Here is one example from my Belgian practice illustrating the importance of good guidelines and supervision: in pregnancy, it is important that women are tested for hepatitis B because there is a chance that they will infect their babies at birth, but cheaply vaccinating the baby will reduce the chance of this happening. I have always insisted that all women who deliver in my hospital should be tested for hepatitis B. This improved from 60 to 80 per cent, but despite all efforts this is still not done routinely. How can we ensure that this is implemented? It needs to become part of the structure, which requires training and supervision.

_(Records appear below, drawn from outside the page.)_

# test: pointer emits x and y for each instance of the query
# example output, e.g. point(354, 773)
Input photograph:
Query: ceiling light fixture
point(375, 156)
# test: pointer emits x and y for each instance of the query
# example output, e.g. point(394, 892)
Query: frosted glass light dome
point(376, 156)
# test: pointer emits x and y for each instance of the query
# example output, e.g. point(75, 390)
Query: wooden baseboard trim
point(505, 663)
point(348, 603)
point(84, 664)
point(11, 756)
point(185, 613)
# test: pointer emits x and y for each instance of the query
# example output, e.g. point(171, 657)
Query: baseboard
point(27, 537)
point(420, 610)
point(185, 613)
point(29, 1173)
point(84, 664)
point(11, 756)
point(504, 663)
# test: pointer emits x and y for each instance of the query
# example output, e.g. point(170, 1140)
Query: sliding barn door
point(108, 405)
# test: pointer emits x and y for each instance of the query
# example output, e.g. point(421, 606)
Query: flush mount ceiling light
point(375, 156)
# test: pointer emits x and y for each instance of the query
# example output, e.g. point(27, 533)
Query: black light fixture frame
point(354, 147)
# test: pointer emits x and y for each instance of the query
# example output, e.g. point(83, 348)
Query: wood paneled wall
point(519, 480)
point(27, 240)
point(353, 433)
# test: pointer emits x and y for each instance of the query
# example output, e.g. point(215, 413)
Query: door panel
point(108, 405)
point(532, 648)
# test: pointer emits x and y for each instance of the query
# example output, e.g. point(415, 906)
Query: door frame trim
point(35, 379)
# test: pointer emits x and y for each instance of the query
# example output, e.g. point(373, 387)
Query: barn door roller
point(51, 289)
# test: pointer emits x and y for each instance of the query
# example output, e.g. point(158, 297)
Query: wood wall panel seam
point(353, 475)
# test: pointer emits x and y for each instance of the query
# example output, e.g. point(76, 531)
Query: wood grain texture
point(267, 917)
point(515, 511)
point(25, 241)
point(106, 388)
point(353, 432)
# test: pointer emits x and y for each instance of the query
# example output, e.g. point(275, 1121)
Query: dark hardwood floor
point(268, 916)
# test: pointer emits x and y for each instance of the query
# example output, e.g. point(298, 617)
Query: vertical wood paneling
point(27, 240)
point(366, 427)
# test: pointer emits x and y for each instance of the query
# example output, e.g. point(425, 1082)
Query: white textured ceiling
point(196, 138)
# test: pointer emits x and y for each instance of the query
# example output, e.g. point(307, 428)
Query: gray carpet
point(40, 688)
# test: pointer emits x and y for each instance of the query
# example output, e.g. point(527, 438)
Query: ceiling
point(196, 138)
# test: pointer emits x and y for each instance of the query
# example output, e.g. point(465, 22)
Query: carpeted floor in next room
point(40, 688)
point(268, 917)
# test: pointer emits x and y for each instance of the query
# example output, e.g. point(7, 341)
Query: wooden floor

Could you elaborate on the physical health implications of violence against women and girls?

Women who are victims of violence lose their self-esteem, are anxious and more depressed, and tend to carry a burden for many years before regaining their confidence. There is often a sense of guilt, and a fear that it is somehow their fault. In pregnant women, we see more miscarriages and complications, which are a real health hazard.

I am worried that public health and, within that, reproductive health and rights are being pushed to the side as ‘women’s issues’, as with the advent of Horizon 2020, we see a lot of emphasis on ‘European diseases’. We need to ensure that we keep a balanced agenda in Europe, and that these matters are kept on the table.